TORINO Il percorso per diventare leggenda passa anche dalla Coppa Italia. La Juventus di Allegri sposta l'attenzione dal campionato, vissuto con l'obiettivo del sesto scudetto, all'altra competizione nazionale e alla sfida con l'Atalanta negli ottavi di finale. Un passaggio chiave per i bianconeri, desiderosi di scrivere un'altra pagina della storia del calcio italiano alzando il terzo trofeo nazionale consecutivo, impresa mai riuscita a nessuno.
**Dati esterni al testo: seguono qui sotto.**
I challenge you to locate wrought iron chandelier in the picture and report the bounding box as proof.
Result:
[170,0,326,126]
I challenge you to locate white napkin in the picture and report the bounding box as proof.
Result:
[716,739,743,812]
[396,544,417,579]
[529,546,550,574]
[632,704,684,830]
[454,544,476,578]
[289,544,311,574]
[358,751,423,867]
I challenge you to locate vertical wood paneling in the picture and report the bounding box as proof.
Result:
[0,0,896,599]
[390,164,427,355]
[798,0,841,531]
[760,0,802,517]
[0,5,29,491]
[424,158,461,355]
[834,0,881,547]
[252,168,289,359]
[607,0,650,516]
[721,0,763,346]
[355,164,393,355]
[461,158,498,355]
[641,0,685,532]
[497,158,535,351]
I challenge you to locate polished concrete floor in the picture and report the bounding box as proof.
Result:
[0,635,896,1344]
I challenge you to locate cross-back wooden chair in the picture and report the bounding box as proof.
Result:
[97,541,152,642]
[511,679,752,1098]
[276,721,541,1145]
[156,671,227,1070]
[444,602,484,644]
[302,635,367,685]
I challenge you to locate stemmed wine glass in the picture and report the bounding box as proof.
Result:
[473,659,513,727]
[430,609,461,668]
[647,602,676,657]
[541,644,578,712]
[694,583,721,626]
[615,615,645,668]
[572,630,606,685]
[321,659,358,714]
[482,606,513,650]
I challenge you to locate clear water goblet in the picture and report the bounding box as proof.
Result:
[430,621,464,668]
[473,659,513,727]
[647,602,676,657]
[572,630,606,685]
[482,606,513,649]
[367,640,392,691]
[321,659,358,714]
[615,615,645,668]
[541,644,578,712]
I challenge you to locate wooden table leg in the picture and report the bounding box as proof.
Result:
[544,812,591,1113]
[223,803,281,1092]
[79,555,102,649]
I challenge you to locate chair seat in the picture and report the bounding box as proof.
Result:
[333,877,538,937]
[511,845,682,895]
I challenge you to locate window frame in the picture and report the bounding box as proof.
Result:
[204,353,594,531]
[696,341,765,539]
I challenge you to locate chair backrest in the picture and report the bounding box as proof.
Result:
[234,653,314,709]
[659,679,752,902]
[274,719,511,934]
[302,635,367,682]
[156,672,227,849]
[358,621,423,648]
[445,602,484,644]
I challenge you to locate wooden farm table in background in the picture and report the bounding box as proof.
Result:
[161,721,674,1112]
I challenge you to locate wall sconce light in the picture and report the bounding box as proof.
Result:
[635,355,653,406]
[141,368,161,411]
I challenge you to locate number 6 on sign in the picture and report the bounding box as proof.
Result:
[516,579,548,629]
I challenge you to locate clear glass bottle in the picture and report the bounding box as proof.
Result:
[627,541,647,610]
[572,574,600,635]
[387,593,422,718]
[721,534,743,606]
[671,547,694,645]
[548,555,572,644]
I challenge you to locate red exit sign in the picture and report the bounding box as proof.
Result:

Prima, però, c'è da battere l'Atalanta rivelazione, «una squadra che sta bene» e che rappresenta solo il primo scoglio di un percorso breve ma decisamente intenso. «Dovremo affrontarli per il verso giusto, altrimenti verremo eliminati: domani (oggi per chi legge, ndr) è una finale», sottolinea Massimiliano Allegri, che allontana le sirene del mercato. «Non mi aspetto niente, perché non avevo chiesto niente...», dice il tecnico bianconero, evasivo quando i giornalisti gli chiedono se abbia davvero ricevuto delle offerte dalla Cina. «Parliamo di Asamoah, che dovrebbe giocare, e non della Cina», dice facendo seguire una risata alle parole. «Ha ragione Spalletti: siamo professionisti - aggiunge di nuovo serio -. Ora sto bene alla Juventus, vediamo cosa succederà. L'importante è che si lavori con responsabilità e rispetto per tutti». Sotto con l'Atalanta, dunque, avversario non facile da superare. «Non ci sarà grandissimo turnover», specialmente in difesa, dove Allegri ha le scelte contate vista la squalifica di Chiellini e l'indisponibilità di Benatia, impegnato in Coppa d'Africa, Bonucci, «che potrebbe sedersi in panchina», Alex Sandro, «che sarà a disposizione da giovedì», ed Evra, ancora non convocato. «Deve decidere se andare via o rimanere», dice dell'esperto giocatore francese. Questa sera, la Juve deve «evitare i supplementari - sottolinea il tecnico bianconero - perché domenica abbiamo una partita difficile a Firenze e se riuscissimo a risparmiare un po' di energie sarebbe importante». Poche le certezze sulla formazione, se si esclude l'impiego di Neto, vista la probabile indisponibilità di Buffon, di Lichtsteiner, «che sarà squalificato a Firenze» e di Dybala, che «ha bisogno di giocare per recuperare la condizione». A centrocampo possibile l'esordio da titolare di Rincon, complice «la mezza influenza che ha colpito Sturaro», mentre in avanti è certo l'impiego «nel primo o nel secondo tempo» di Pjaca, finalmente recuperato.